V: Dimmi del tuo prossimo progetto.
C: Ci piacerebbe aprirci, applicare il nostro metodo per osservare altre città. E poi, vorremmo usare delle basi del nostro lavoro per accogliere altri illustratori, designer e artisti veneziani per vedere con i loro occhi il nostro metodo. Il bisogno che sento è quello di coinvolgere altre persone.
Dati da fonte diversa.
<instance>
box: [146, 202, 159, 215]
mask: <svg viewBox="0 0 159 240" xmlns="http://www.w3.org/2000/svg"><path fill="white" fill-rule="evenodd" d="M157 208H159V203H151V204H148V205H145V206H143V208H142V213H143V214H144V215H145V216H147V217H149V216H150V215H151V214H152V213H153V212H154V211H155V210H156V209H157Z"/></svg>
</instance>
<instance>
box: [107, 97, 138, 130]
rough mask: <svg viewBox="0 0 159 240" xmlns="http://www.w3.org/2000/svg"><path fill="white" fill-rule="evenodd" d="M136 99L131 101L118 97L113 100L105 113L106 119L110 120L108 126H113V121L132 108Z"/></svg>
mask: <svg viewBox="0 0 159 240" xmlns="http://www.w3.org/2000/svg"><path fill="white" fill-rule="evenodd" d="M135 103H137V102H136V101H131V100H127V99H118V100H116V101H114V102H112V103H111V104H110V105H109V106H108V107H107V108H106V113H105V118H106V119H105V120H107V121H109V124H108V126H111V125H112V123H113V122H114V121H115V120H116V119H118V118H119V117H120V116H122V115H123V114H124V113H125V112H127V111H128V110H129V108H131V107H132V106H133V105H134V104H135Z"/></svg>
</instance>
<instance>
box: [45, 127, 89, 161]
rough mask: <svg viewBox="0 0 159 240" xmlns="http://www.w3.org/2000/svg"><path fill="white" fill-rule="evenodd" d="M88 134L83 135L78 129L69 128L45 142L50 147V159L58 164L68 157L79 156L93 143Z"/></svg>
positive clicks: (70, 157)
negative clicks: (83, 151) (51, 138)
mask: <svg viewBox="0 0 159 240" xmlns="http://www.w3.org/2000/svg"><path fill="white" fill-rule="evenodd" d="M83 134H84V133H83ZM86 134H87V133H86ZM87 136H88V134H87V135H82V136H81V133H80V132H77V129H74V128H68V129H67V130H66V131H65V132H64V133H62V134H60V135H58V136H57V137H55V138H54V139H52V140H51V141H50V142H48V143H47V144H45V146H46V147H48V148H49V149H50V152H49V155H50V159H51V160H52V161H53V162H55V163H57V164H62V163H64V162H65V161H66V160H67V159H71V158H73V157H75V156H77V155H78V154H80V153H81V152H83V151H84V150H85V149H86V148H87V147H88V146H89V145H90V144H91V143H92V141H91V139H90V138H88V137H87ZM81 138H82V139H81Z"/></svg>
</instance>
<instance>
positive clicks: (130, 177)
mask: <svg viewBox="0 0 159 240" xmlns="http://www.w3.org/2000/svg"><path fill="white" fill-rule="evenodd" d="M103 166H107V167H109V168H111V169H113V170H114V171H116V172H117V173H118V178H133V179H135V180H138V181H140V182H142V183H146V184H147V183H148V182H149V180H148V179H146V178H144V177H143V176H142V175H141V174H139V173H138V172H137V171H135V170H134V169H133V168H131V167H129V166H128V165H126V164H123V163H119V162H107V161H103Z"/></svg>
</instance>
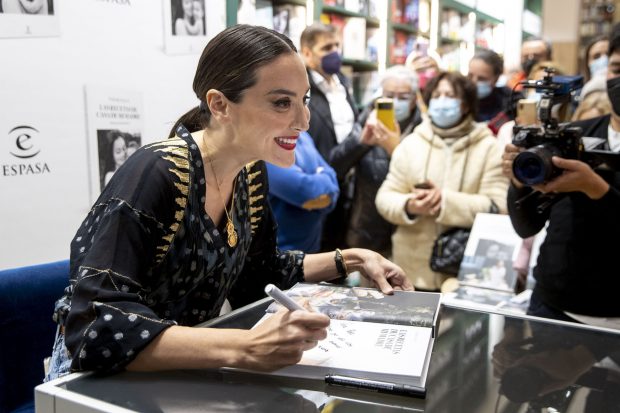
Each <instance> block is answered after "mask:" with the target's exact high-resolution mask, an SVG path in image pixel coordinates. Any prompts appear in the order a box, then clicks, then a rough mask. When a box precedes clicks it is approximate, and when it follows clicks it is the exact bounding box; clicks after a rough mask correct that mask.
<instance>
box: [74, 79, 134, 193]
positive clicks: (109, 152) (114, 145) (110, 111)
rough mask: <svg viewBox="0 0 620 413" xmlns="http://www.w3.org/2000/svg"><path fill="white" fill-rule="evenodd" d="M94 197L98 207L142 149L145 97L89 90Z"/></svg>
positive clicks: (100, 90) (90, 123)
mask: <svg viewBox="0 0 620 413" xmlns="http://www.w3.org/2000/svg"><path fill="white" fill-rule="evenodd" d="M86 110H87V117H86V120H87V123H88V163H89V175H90V197H91V203H94V202H95V200H96V199H97V197H98V196H99V194H100V193H101V191H102V190H103V188H105V186H106V185H107V184H108V182H110V179H112V176H114V173H115V172H116V171H117V170H118V169H119V168H120V167H121V166H123V164H124V163H125V161H126V160H127V158H129V157H130V156H131V155H132V154H133V153H134V152H135V151H136V150H137V149H138V148H139V147H140V146H142V135H143V133H144V112H143V107H142V93H140V92H135V91H128V90H114V89H110V88H104V87H101V86H93V85H89V86H86Z"/></svg>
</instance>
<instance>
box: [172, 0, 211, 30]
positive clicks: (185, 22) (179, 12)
mask: <svg viewBox="0 0 620 413" xmlns="http://www.w3.org/2000/svg"><path fill="white" fill-rule="evenodd" d="M170 3H171V11H172V13H171V19H172V20H171V24H172V26H171V27H172V35H173V36H205V35H206V34H207V32H206V25H205V2H204V0H170Z"/></svg>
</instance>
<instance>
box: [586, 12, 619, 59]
mask: <svg viewBox="0 0 620 413" xmlns="http://www.w3.org/2000/svg"><path fill="white" fill-rule="evenodd" d="M617 8H618V7H617V6H616V2H615V1H600V0H598V1H596V0H582V1H581V7H580V10H579V67H585V64H586V63H585V61H586V56H585V49H586V47H587V46H588V44H590V42H591V41H593V40H594V39H596V38H597V37H599V36H602V35H605V34H609V33H610V32H611V28H612V26H613V24H614V21H615V20H614V15H615V14H617V12H618V10H617Z"/></svg>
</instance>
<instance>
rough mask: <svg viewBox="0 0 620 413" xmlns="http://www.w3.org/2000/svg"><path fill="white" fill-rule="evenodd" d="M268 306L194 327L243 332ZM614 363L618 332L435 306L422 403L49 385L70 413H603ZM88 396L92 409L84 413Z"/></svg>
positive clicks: (210, 382)
mask: <svg viewBox="0 0 620 413" xmlns="http://www.w3.org/2000/svg"><path fill="white" fill-rule="evenodd" d="M268 304H269V301H268V300H263V301H260V302H258V303H255V304H253V305H251V306H248V307H245V308H244V309H240V310H237V311H235V312H233V313H231V314H229V315H227V316H224V317H220V318H218V319H216V320H212V321H211V322H209V323H206V324H204V325H203V326H210V327H223V328H249V327H250V326H252V325H253V324H254V323H255V322H256V321H257V320H258V319H259V318H260V317H261V316H262V315H263V313H264V309H265V308H266V306H267V305H268ZM616 361H618V364H620V332H618V331H614V330H605V329H596V328H591V327H587V326H578V325H576V324H571V323H562V322H553V321H549V320H544V319H539V318H534V317H517V316H514V315H507V314H506V315H501V314H490V313H485V312H477V311H473V310H467V309H460V308H453V307H446V306H442V309H441V315H440V326H439V333H438V337H437V339H436V340H435V345H434V348H433V354H432V357H431V363H430V368H429V373H428V378H427V382H426V384H427V397H426V399H416V398H410V397H404V396H396V395H387V394H379V393H373V392H369V391H364V390H355V389H348V388H341V387H332V386H327V385H325V384H324V383H323V382H322V381H319V380H302V379H300V380H295V379H290V378H278V377H273V376H263V375H251V374H240V373H234V372H220V371H172V372H158V373H129V372H125V373H120V374H116V375H113V376H107V377H98V376H96V375H92V374H86V375H84V374H82V375H77V377H76V378H74V379H69V380H66V381H64V382H63V383H62V384H58V385H57V386H58V387H59V388H61V389H62V390H64V391H68V392H70V394H77V395H79V400H80V401H79V403H81V406H80V407H79V408H76V410H75V411H105V410H110V411H113V410H115V409H116V411H126V410H124V409H128V410H132V411H139V412H181V411H183V412H324V413H339V412H381V413H383V412H396V411H402V410H411V411H424V412H459V413H463V412H506V413H508V412H540V411H549V412H612V411H620V368H619V367H618V364H616ZM363 362H364V361H363V360H360V363H363ZM39 396H40V395H39V389H37V397H39ZM84 396H86V397H84ZM93 400H95V401H97V402H98V403H100V404H99V407H98V408H97V409H90V410H89V409H88V408H87V406H88V404H89V401H93ZM101 402H103V403H101ZM37 403H39V402H37ZM39 406H40V405H39V404H37V408H38V411H39V410H41V411H43V410H45V409H39ZM101 406H103V407H101ZM119 408H120V409H119ZM549 408H550V409H549ZM56 409H58V407H57V408H56ZM56 411H60V410H56Z"/></svg>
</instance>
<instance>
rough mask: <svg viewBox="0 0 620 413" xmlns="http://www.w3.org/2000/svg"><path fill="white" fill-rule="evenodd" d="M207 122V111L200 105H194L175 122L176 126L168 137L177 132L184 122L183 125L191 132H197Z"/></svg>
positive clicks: (202, 128)
mask: <svg viewBox="0 0 620 413" xmlns="http://www.w3.org/2000/svg"><path fill="white" fill-rule="evenodd" d="M207 123H208V120H207V113H206V112H203V111H202V110H201V109H200V107H199V106H196V107H193V108H191V109H190V110H189V111H187V113H185V114H184V115H183V116H181V117H180V118H179V119H178V120H177V121H176V122H175V123H174V126H173V127H172V129H171V130H170V133H169V134H168V139H170V138H172V137H173V136H175V135H176V134H177V128H178V127H179V125H181V124H183V126H185V127H186V128H187V130H189V131H190V132H196V131H198V130H201V129H203V128H204V125H205V124H207Z"/></svg>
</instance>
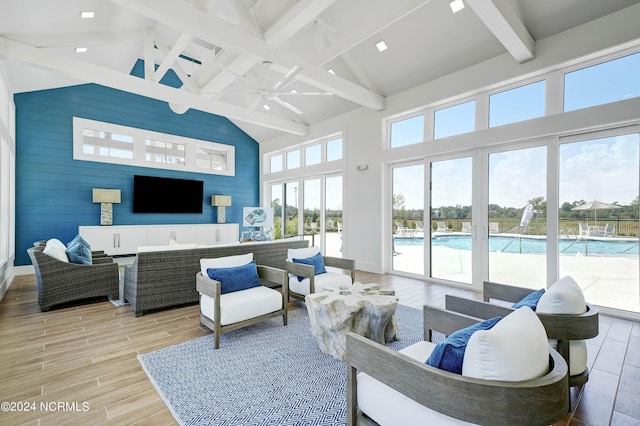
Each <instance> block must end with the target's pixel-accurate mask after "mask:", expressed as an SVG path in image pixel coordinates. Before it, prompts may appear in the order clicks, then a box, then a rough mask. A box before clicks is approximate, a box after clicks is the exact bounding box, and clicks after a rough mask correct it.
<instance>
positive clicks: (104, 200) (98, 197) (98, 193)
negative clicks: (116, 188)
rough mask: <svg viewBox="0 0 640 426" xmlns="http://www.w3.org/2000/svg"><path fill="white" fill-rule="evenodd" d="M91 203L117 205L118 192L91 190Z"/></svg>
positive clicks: (119, 199)
mask: <svg viewBox="0 0 640 426" xmlns="http://www.w3.org/2000/svg"><path fill="white" fill-rule="evenodd" d="M93 202H94V203H119V202H120V190H119V189H104V188H93Z"/></svg>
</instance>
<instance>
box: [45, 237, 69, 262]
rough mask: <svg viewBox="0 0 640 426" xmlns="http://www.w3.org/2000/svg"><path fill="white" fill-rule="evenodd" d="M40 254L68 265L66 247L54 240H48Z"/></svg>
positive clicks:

Io prima di aprire il negozio mi sentivo un po’ annoiata a star qui, ero più chiusa. Adesso sono super stimolata, vedo un sacco di persone, anche grazie a tutte le inziative che stanno nascendo, come How Do We Meet e questo progetto.
V: Che sono tutti movimenti dal basso, che partono da persone che condividono una visione comune, che ci tengono.
C: Sì, e questa era proprio una cosa di cui c’era bisogno. Sono molto felice di questo perché, dal post-pandemia, si stanno creando comunità di gente nuova molto interessante e attiva e mi rende fiduciosa e mi fa venire voglia di fare, di contribuire a dare una direzione diversa alla città, di cambiare quello che non mi piace. Avendo conosciuto sia chi ci è nato che chi ci è arrivato, ho la sensazione che saranno soprattutto i secondi a innescare il cambiamento, perché ci teniamo, abbiamo capito cosa manca, cosa deve accadere.
V: Quindi l’auspicio per la città è: meno lamenti, più azioni collettive concrete.
C: Esatto. Muoviamoci, facciamo cose, facciamolo anche insieme a chi viene da fuori per portare nuovi stimoli e continuare ad aprirci al mondo in modo intelligente. La collettività è la lente attraverso la quale vedere il futuro di Venezia, altrimenti se ci chiudiamo nella nostra individualità, ognuno guardando al proprio orticello, non andremo lontano. Evviva le cose fatte insieme.